Figure 1. Torosaurus from the Museum of the Rockies, Bozeman, Montana, US.
Figure 1. Torosaurus from the Museum of the Rockies, Bozeman, Montana, US.

When looking at evolutionary biostratigraphic or taxonomic schemes, one cannot help but be impressed with the detail and presumed precision of many of them. Charts show the change of each species, often just a small change from a similar ‘species’, over time. Many of these fossils are used as index fossils to date sedimentary rocks. Such precision in taxonomic schemes has an aura of accuracy and truth and has persuaded many Christians to believe these schemes and/or to believe in molecules-to-man evolution. But a closer look reveals that there is much that is wrong in these fossil charts.

The examples of cephalopods and foraminifera

Minute changes in cephalopods have been used to date Mesozoic strata. But there is evidence that many defined species are time-transgressive (i.e. varying in age in different areas, or cutting across time planes), so cannot be used to define a certain, exact time period in the geological timescale.1 Undoubtedly, the defined species are subject to taxonomic manipulations, since it is very difficult to define a species today and impossible with just bones or shells since hybridization tests cannot be performed.

One would think the difficulties of setting up a biostratigraphic scheme would be even more apparent with microorganisms, because of their small size and the many unknowns associated with them. For instance, it may be almost impossible to define a true species of microorganism and classify a type of extinct microfossil because of such factors as the unknown variations with a species, size differences between males and females and ontological differences.2 Moreover, many microorganisms are easily reworked and dissolved.

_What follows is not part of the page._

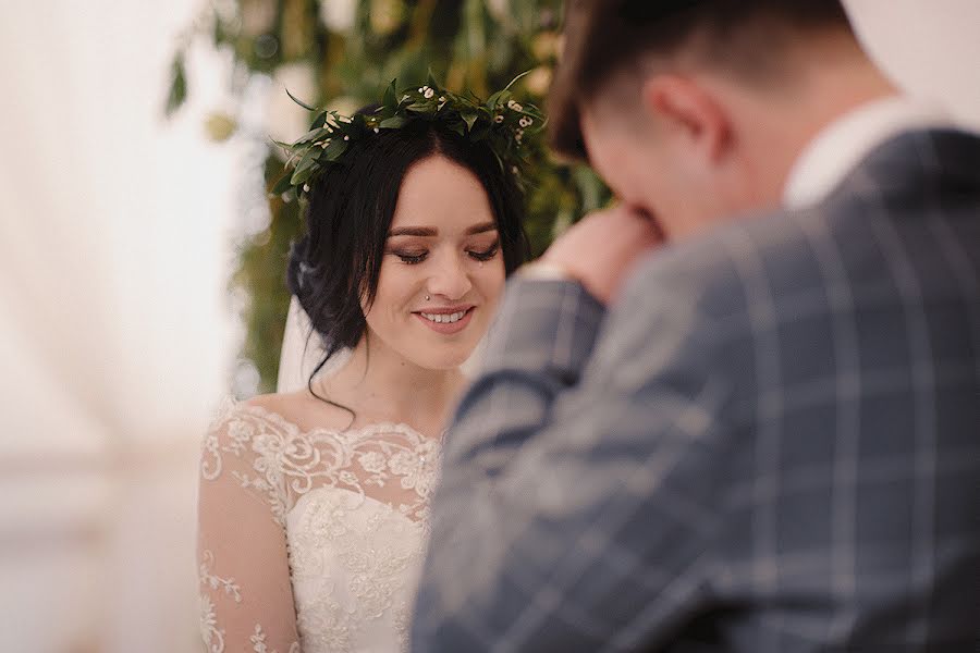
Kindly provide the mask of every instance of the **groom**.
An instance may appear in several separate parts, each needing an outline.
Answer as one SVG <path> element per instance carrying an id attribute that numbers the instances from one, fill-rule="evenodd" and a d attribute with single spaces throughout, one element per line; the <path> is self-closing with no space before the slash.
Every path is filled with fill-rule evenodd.
<path id="1" fill-rule="evenodd" d="M 415 649 L 972 650 L 980 138 L 836 0 L 573 1 L 550 104 L 620 202 L 507 289 Z"/>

Tammy Tosk reported on multiple manipulations of foraminifera, a common index fossil for evolutionary dating.3 She points out that only a very small fraction of the sedimentary rocks have been sampled so that the true distribution and abundance of foraminifera is really unknown. We really do not know the three-dimensional distribution of fossils,4 and surprises occur almost every week, some of which I have been reporting.5

Tosk also notes that the same or a similar foraminifera will be given a different name if found in a layer of different age:

“Another problem with using published descriptions and stratigraphic data is that fossils are often placed in different taxa, even in different superfamilies, if they are found at different levels, even though they might be placed in the same genus or species if found together. It is therefore difficult to recognize potentially equivalent species in the geological column.”6

Such a procedure is a huge fudge factor to make fossil charts show a nice ‘change with time’.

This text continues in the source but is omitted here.